Tutorial: Refactor a graph data model
Refactoring is the process of changing the data model and the graph. The main reasons why you would need to refactor a data model include:
-
The graph as modeled does not cover all of the use cases.
-
A new use case has come up.
-
The Cypher® for the use cases does not perform optimally, especially when the graph scales.
In order to address these demands, this tutorial guides you through the design, implementation, and testing of a refactored data model with updated Cypher.
Pre-requisites
This tutorial is a follow-up to Tutorial: Create a graph data model. You need the data model created there before proceeding.
Optionally, you can also create it from scratch now. Choose your preferred deployment method and use this code to add the data:
CREATE (Apollo13:Movie {title: 'Apollo 13', tmdbID: 568, released: '1995-06-30', imdbRating: 7.6, genres: ['Drama', 'Adventure', 'IMAX']})
CREATE (TomH:Person {name: 'Tom Hanks', tmdbID: 31, born: '1956-07-09'})
CREATE (MegR:Person {name: 'Meg Ryan', tmdbID: 5344, born: '1961-11-19'})
CREATE (DannyD:Person {name: 'Danny DeVito', tmdbID: 518, born: '1944-11-17'})
CREATE (JackN:Person {name: 'Jack Nicholson', tmdbID: 514, born: '1937-04-22'})
CREATE (SleeplessInSeattle:Movie {title: 'Sleepless in Seattle', tmdbID: 858, released: '1993-06-25', imdbRating: 6.8, genres: ['Comedy', 'Drama', 'Romance']})
CREATE (Hoffa:Movie {title: 'Hoffa', tmdbID: 10410, released: '1992-12-25', imdbRating: 6.6, genres: ['Crime', 'Drama']})
MERGE (TomH)-[:ACTED_IN {roles:'Jim Lovell'}]->(Apollo13)
MERGE (TomH)-[:ACTED_IN {roles:'Sam Baldwin'}]->(SleeplessInSeattle)
MERGE (MegR)-[:ACTED_IN {roles:'Annie Reed'}]->(SleeplessInSeattle)

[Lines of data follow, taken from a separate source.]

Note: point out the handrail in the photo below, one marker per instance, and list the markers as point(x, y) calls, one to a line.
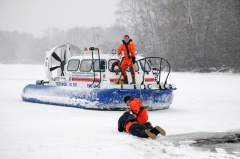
point(144, 70)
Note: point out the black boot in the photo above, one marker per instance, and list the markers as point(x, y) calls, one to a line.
point(134, 81)
point(158, 130)
point(125, 80)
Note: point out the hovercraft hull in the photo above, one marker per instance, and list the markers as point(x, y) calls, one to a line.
point(99, 99)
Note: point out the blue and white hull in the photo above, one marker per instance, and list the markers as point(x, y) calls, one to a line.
point(100, 99)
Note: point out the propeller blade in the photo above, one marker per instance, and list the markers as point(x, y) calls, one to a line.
point(56, 57)
point(53, 68)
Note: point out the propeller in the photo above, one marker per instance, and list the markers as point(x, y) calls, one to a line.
point(62, 63)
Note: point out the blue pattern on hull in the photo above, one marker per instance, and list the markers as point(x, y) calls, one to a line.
point(107, 99)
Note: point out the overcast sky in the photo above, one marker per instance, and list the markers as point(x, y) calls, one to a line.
point(34, 16)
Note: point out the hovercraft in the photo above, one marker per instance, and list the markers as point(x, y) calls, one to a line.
point(91, 80)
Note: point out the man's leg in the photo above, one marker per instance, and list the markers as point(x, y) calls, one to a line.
point(158, 130)
point(124, 65)
point(141, 131)
point(132, 70)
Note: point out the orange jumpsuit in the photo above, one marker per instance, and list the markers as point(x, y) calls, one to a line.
point(142, 114)
point(127, 58)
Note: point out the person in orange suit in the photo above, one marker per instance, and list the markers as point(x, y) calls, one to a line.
point(128, 59)
point(137, 109)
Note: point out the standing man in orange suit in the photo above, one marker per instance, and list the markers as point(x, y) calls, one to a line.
point(128, 59)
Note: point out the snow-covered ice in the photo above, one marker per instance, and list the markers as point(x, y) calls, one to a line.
point(203, 103)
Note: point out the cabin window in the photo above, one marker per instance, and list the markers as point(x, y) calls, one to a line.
point(145, 65)
point(73, 65)
point(135, 67)
point(99, 66)
point(114, 65)
point(86, 65)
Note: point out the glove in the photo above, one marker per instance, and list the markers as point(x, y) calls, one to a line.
point(133, 60)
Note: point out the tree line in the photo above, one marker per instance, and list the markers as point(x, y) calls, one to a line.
point(192, 35)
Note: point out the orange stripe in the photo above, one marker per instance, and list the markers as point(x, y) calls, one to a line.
point(150, 80)
point(78, 79)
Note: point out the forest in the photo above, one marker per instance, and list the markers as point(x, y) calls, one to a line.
point(193, 35)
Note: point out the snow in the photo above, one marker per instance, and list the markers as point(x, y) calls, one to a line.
point(203, 102)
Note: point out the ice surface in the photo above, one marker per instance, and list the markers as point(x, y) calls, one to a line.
point(203, 102)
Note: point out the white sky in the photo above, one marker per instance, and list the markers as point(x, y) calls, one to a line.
point(34, 16)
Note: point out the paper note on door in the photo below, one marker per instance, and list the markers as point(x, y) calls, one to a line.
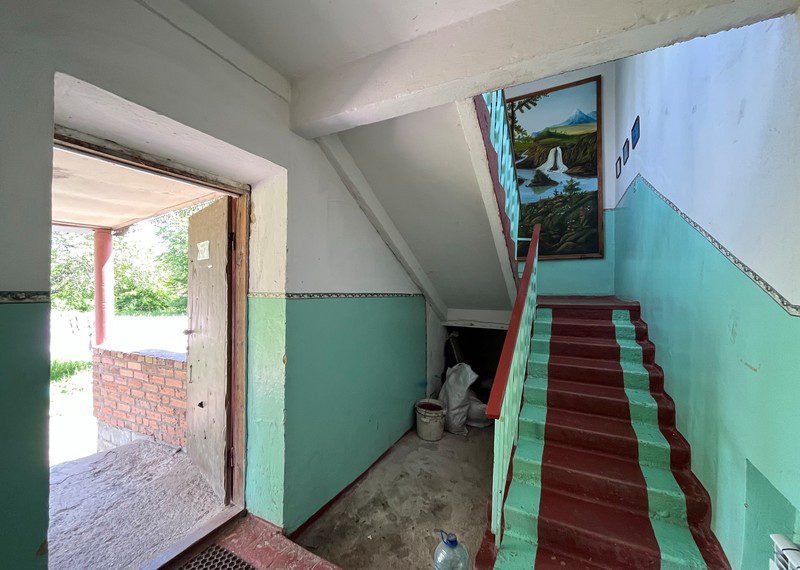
point(202, 250)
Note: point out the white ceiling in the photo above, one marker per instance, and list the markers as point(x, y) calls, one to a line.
point(96, 193)
point(298, 37)
point(419, 167)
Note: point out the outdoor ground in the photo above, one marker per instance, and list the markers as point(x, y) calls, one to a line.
point(390, 519)
point(73, 429)
point(122, 507)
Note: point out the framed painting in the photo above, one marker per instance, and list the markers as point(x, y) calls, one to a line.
point(557, 139)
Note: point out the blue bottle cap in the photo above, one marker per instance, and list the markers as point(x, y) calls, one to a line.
point(449, 539)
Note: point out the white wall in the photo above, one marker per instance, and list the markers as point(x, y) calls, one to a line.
point(130, 49)
point(435, 335)
point(608, 72)
point(719, 118)
point(127, 49)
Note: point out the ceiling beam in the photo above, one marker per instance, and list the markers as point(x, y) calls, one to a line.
point(517, 43)
point(362, 192)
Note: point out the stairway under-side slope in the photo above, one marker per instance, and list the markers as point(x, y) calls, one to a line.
point(601, 478)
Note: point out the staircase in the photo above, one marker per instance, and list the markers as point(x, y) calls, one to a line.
point(600, 476)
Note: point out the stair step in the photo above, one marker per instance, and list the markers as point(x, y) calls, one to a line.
point(596, 348)
point(516, 552)
point(603, 534)
point(598, 399)
point(599, 433)
point(609, 479)
point(605, 328)
point(587, 307)
point(590, 370)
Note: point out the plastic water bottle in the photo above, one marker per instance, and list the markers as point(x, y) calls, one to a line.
point(451, 554)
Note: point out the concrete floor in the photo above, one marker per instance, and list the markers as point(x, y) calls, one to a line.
point(390, 518)
point(121, 507)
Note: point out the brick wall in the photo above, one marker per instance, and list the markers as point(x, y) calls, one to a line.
point(143, 394)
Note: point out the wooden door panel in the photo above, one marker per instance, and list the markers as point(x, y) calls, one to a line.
point(207, 388)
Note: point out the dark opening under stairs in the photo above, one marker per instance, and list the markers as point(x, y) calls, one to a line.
point(600, 476)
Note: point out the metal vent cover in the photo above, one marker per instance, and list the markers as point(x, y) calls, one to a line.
point(217, 558)
point(786, 553)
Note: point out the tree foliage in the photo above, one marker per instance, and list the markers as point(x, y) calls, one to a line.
point(519, 107)
point(72, 271)
point(150, 274)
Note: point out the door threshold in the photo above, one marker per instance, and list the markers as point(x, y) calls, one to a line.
point(202, 532)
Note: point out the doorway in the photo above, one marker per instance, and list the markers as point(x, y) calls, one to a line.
point(165, 389)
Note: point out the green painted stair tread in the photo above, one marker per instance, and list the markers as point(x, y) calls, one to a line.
point(599, 433)
point(522, 502)
point(515, 553)
point(579, 522)
point(595, 398)
point(601, 477)
point(597, 342)
point(678, 547)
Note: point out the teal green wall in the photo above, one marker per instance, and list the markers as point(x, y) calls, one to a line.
point(24, 477)
point(265, 433)
point(354, 368)
point(581, 276)
point(731, 359)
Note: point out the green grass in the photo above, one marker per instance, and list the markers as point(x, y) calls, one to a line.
point(61, 369)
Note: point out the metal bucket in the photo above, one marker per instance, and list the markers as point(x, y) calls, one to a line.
point(430, 419)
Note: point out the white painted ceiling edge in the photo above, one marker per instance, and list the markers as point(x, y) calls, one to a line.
point(507, 46)
point(421, 173)
point(209, 36)
point(91, 192)
point(87, 109)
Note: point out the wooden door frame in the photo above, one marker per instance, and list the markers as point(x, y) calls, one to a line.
point(239, 232)
point(238, 195)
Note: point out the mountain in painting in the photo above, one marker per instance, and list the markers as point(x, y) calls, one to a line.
point(578, 117)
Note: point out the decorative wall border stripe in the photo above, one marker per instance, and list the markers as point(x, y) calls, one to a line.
point(24, 296)
point(790, 308)
point(330, 295)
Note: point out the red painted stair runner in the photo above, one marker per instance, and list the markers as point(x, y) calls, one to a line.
point(601, 472)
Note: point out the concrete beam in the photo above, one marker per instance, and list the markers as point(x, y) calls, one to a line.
point(519, 42)
point(357, 185)
point(477, 154)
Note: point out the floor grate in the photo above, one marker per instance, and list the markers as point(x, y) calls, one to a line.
point(217, 558)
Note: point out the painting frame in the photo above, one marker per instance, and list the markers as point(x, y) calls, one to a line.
point(600, 253)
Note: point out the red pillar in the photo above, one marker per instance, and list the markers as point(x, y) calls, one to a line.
point(103, 284)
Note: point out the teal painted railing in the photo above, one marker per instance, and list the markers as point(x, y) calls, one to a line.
point(500, 137)
point(505, 399)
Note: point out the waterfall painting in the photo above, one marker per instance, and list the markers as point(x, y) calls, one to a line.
point(557, 153)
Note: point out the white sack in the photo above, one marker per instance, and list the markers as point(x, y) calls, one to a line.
point(454, 394)
point(476, 416)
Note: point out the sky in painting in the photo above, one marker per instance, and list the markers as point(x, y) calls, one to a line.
point(557, 106)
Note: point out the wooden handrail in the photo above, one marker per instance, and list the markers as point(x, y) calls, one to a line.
point(504, 367)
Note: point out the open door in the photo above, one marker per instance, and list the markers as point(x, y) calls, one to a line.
point(207, 387)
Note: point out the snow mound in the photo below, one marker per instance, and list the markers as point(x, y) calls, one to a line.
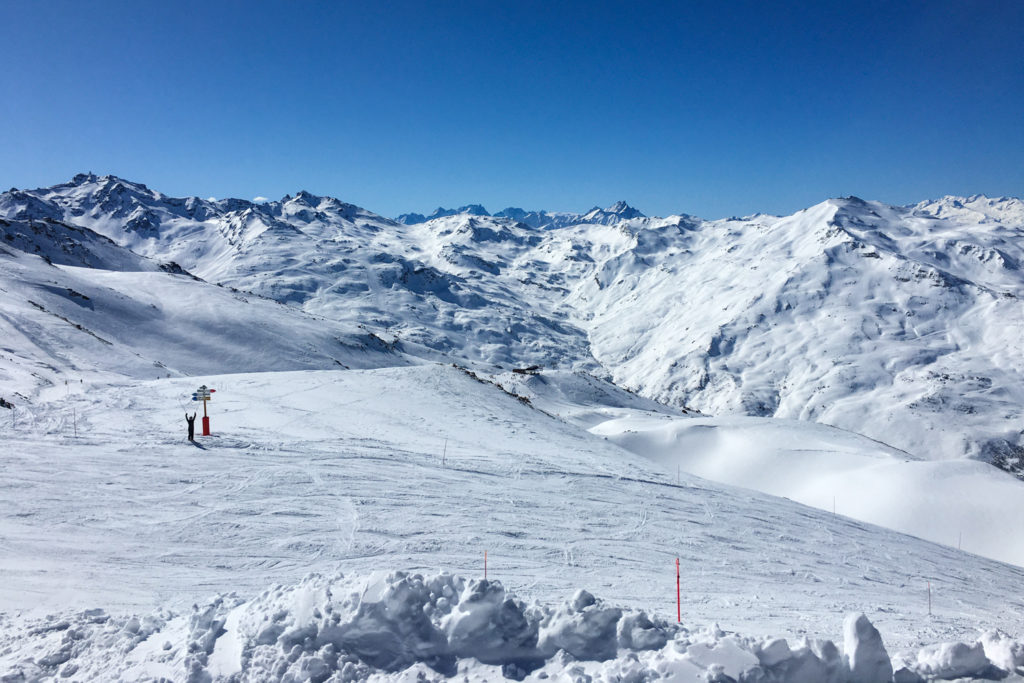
point(406, 627)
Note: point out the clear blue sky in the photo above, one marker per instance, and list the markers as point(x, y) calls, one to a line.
point(713, 109)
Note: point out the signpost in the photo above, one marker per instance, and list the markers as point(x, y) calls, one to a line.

MERGE (DannyD)-[:DIRECTED]->(Hoffa)
MERGE (DannyD)-[:ACTED_IN {roles:'Robert "Bobby" Ciaro'}]->(Hoffa)
MERGE (JackN)-[:ACTED_IN {roles:'Hoffa'}]->(Hoffa)
CREATE (Sandy:User {name: 'Sandy Jones', userID: 1})
CREATE (Clinton:User {name: 'Clinton Spencer', userID: 2})
MERGE (Sandy)-[:RATED {rating:5}]->(Apollo13)
MERGE (Sandy)-[:RATED {rating:4}]->(SleeplessInSeattle)
MERGE (Clinton)-[:RATED {rating:3}]->(Apollo13)
MERGE (Clinton)-[:RATED {rating:3}]->(SleeplessInSeattle)
MERGE (Clinton)-[:RATED {rating:3}]->(Hoffa)
Remaining or new use cases
Suppose that you want to know what movies are available in a particular language.
To answer that question, you need to first add this information to the graph the same way you did when adding information about users in the Tutorial: Create a graph data model. However, adding new data poses the risk of duplication, which, in turn, affects the performance of your graph.
To illustrate this situation, add the new property languages
to the 'Movie' nodes and its corresponding values:
MATCH (Apollo13:Movie {title:'Apollo 13'})
MATCH (SleeplessInSeattle:Movie {title:'Sleepless in Seattle'})
MATCH (Hoffa:Movie {title:'Hoffa'})
SET Apollo13.languages = ['English']
SET SleeplessInSeattle.languages = ['English']
SET Hoffa.languages = ['English', 'Italian', 'Latin']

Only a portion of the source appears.